Note that these single measurements in tissue are to demonstrate the utility of the probe in vivo as well as to demonstrate algorithm convergence in tissue—estimates of the inter-animal variation on the derived optical properties in larger sets of animals are planned and will be reported in future work, with the focus of this current article on instrument/algorithm development and validation.

5. Discussion

One of the main issues addressed with this technique is that there is a limited range of μ_a and μ_s' values that can be determined from the reflectance measurements for any given source-collector distance, r. Using multiple inter-fiber distances to overlap these ranges increases the overall dynamic range of optical properties that can be accurately measured. The lower limit of μ_s' is the major issue in utilizing the technique described here. One potential improvement is to add reflectance measurements at r > 780 µm to reach μ_s'<5.8 cm⁻¹. There is a tradeoff, however: with increasing r, the signal-to-noise decreases significantly and the probe head necessarily has to be larger (limiting the versatility of the technique). As well, the overall μ_s' range decreases with increasing r, as shown in Fig. 4. Restricting r to small values also limits the effective tissue sampling depth of the measurements, which is advantageous for highly localized measurements and for application in small tissue structures. Figure 10 shows Monte Carlo modeling using the current probe geometry to determine the effective sampling depth (90% of the detected photons) for the different μ_s' and μ_a values, with the deepest penetration occurring at low μ_s' and low μ_a.

Fig. 10 Effective sampling depth of the probe as a function of μ_a and μ_s'. The r distance used for these depth calculations depends on the range of validity for each µ_s', i.e. for the µ_s' = 5 and 10 cm⁻¹ data points, r = 780µm; for µ_s' = 15 cm⁻¹, r = 520 µm; for µ_s' = 20 cm⁻¹, r = 260 µm. Representative error bars are shown at the highest and lowest data points. Error bars represent standard deviation in the Monte Carlo simulations with five repetitions of the simulations.

Download Full Size | PDF

It is useful to compare our results with those in the literature concerning diffusion theory breakdown with fiberoptic separation distances <1 mm. Reif et al. implemented a probe with r = 250 µm, and used Monte Carlo simulations of the reflectance signal to determine the effect of varying g while holding μ_s' constant [14]. The variation was <15% for g = 0.75-0.95 and μ_s' = 5, 10 and 20 cm⁻¹. We report very similar findings extrapolated from our Monte Carlo data, with the reflectance at r = 260 μm reflectance having a variation <15% for μ_s' > 5.1 cm⁻¹ for g = 0.6-0.95. A similar diffusion theory analysis to that used here was performed by Sun et al. [24], using Monte Carlo simulations to determine how errors in the diffusion theory model vary with r: for μ_a = 2.5 cm⁻¹, μ_s' = 6.4 cm⁻¹ and g = 0.84, the diffusion theory errors were <20% for r > 500 μm. Our results are comparable, with the r = 520 μm fiber giving an error <10% for μ_s' > 9.3 cm⁻¹ (μ_a = 1 cm⁻¹, g = 0.6-0.95) (see Fig. 3b).
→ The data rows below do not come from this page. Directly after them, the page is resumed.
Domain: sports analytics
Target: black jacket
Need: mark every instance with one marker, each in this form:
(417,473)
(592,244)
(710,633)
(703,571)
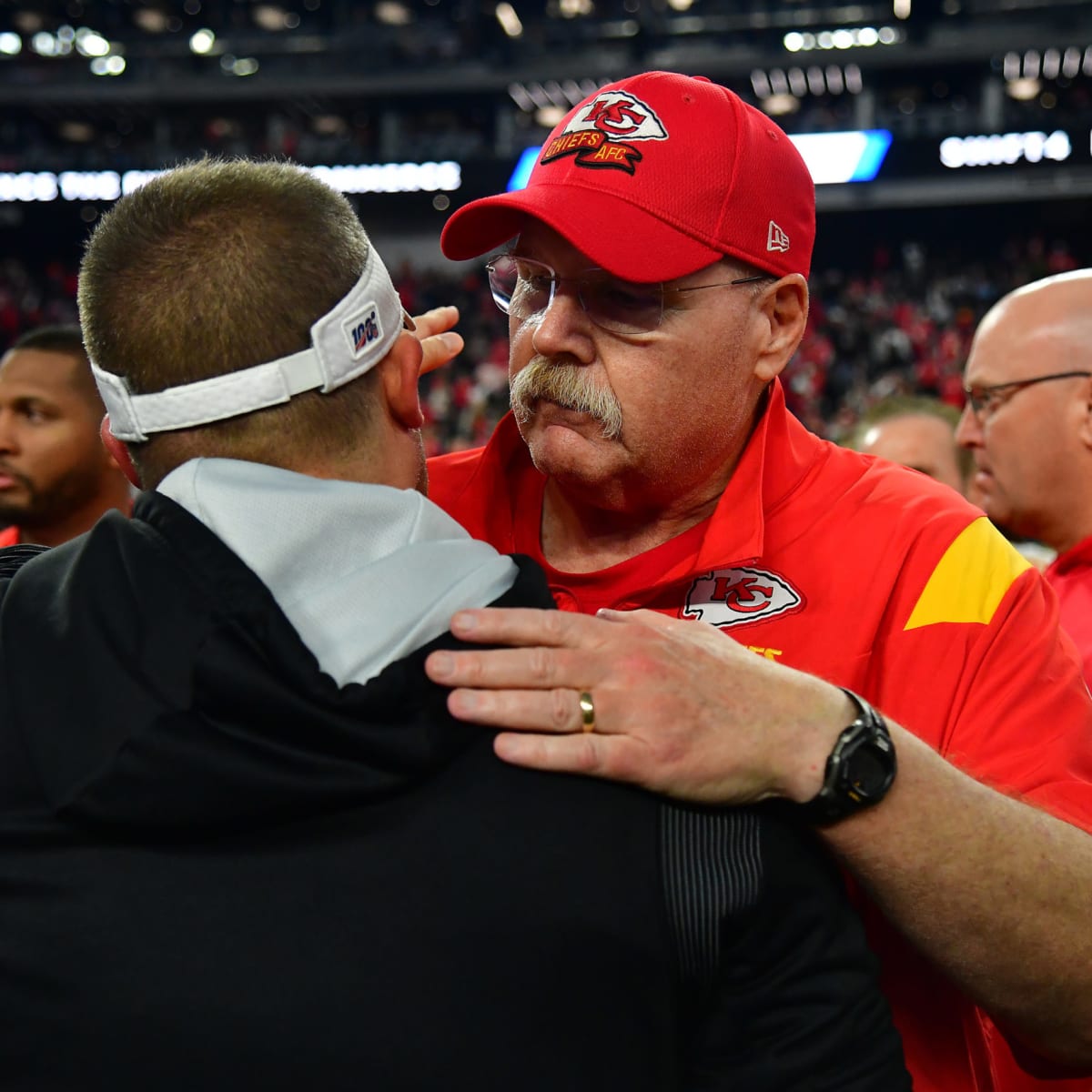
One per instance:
(221,872)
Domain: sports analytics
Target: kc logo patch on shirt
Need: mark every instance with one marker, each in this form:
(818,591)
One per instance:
(738,596)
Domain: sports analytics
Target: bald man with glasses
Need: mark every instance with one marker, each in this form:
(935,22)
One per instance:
(1027,423)
(749,612)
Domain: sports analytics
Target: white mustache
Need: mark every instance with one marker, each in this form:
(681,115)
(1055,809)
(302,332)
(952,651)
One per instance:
(569,386)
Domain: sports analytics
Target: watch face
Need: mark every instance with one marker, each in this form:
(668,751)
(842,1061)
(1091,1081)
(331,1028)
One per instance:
(869,771)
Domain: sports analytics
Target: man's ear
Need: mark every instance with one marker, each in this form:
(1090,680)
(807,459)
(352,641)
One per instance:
(118,452)
(399,374)
(784,308)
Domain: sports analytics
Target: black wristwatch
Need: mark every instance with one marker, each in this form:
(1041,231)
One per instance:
(860,771)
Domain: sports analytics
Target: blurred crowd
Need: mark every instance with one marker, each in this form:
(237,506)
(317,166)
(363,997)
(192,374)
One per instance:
(902,326)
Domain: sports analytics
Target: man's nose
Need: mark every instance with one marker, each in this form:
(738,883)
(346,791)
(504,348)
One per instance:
(565,327)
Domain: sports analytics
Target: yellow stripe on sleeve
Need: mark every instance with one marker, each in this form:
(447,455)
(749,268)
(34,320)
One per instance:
(970,580)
We have used the form D = (3µ_s')⁻¹ as the diffusion constant, so that z ₀ = (µ_s')⁻¹ and µ_eff = (3µ_aµ_s')^1/2. In practice, this simpler form of D is not only more accurate, it also makes the inversion of Eq. (3) more robust than the alternative with D = [3(µ_a + µ_s')]⁻¹ (and, thereby, z ₀ = (µ_a + µ_s')⁻¹ and µ_eff = [3µ_a(µ_a + µ_s')]^1/2): it was found that the nonlinear least squares algorithm used for inversion often did not converge in this alternative formulation. We note also that the exponential line source model is more accurate than the buried point source model under these experimental conditions, possibly because of the close source-collector separations used.

For skin studies, the presence of melanin and the shape of the μ_s' spectrum may cause difficulties with this technique, as outlined in Tseng et al. [25]. The spectral shape of melanin is similar to the power law-dependence of μ_s', making it difficult to spectrally constrain the solution. As well, it has been shown in skin that a piece-wise power law function fits better to μ_s', rather than a single power law function as used in this work. For these reasons, the technique presented in this work is likely not well-suited to skin in its present form, although it may be extended or modified to include skin. It is not obvious a priori that an algorithm based on homogeneous tissue will translate to layered turbid media such as skin.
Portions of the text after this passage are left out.